North Carolina Governor Roy Cooper sent a grim message to the residents of his state and all those in a direct line to be affected by Hurricane Florence.
“North Carolina, my message is clear,” a grim Gov. Roy Cooper said at a briefing Wednesday, September 12, as reported by The Washington Post.
“Disaster is at the doorstep and is coming in.”
The pivot in the forecast track of Florence led Georgia’s governor to declare a state of emergency Wednesday afternoon for all 159 counties, home to 10.5 million people.
Federal officials have warned, according to The Washington Post, that the millions of people in Florence’s sights could be without electricity for weeks if high winds down power lines and massive rainfall floods equipment.
There are also 16 nuclear reactors in the region, and crews at the one closest to where landfall is forecast, Brunswick, got ready for a shutdown.
The Washington Post also reported the current forecast for the hurricane as of 5 a.m. September 13 is as follows: Florence’s top winds are currently at 110 mph, and it is barreling northwest at 15 mph, about 205 miles east-southeast of Wilmington, N.C., and 250 miles east-southeast of Myrtle Beach, S.C.
“This storm is big, and it’s vicious,” Cooper said. “We know the storm surge is going to be significant.”
The center of Florence will approach the coast of the Carolinas in the hurricane warning area on Thursday and Friday and will move slowly near the coastline through Saturday.
Cooper also remarked in an Emergency Management press conference, “If you’ve been asked to evacuate don’t wait. Leave now. You put your life at risk by staying. Don’t plan to leave once the winds and rain start. Don’t try to drive on flooded roads. Don’t expect first responders to be able to get to you during the storm if you decide to stay.”
“If you aren’t under evacuation orders there is still time to get prepared. Understand that in some places the rain will be measured in feet, not inches. Plan to be without power for days,” he remarked.

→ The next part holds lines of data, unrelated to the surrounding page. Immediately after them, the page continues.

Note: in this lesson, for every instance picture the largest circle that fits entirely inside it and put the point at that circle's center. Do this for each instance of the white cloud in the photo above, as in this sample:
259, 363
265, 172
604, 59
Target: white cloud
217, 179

The Asheville Citizen-Times reported Cooper said to residents to have enough food, water, and medications to last them until the worst of the storm is over.
FEMA responded on Twitter to those who are worried that they will not be assisted after the hurricane strikes the area.
We have created a rumor control page for Hurricane #Florence that will be updated regularly. During disasters, it’s critical to avoid spreading false information. Always check with official sources before sharing. https://t.co/PAjGQZJ1Nt pic.twitter.com/z4L0r1YjAT— FEMA (@fema) September 12, 2018
“We have created a rumor control page for Hurricane Florence that will be updated regularly. During disasters, it’s critical to avoid spreading false information. Always check with official sources before sharing,” it stated.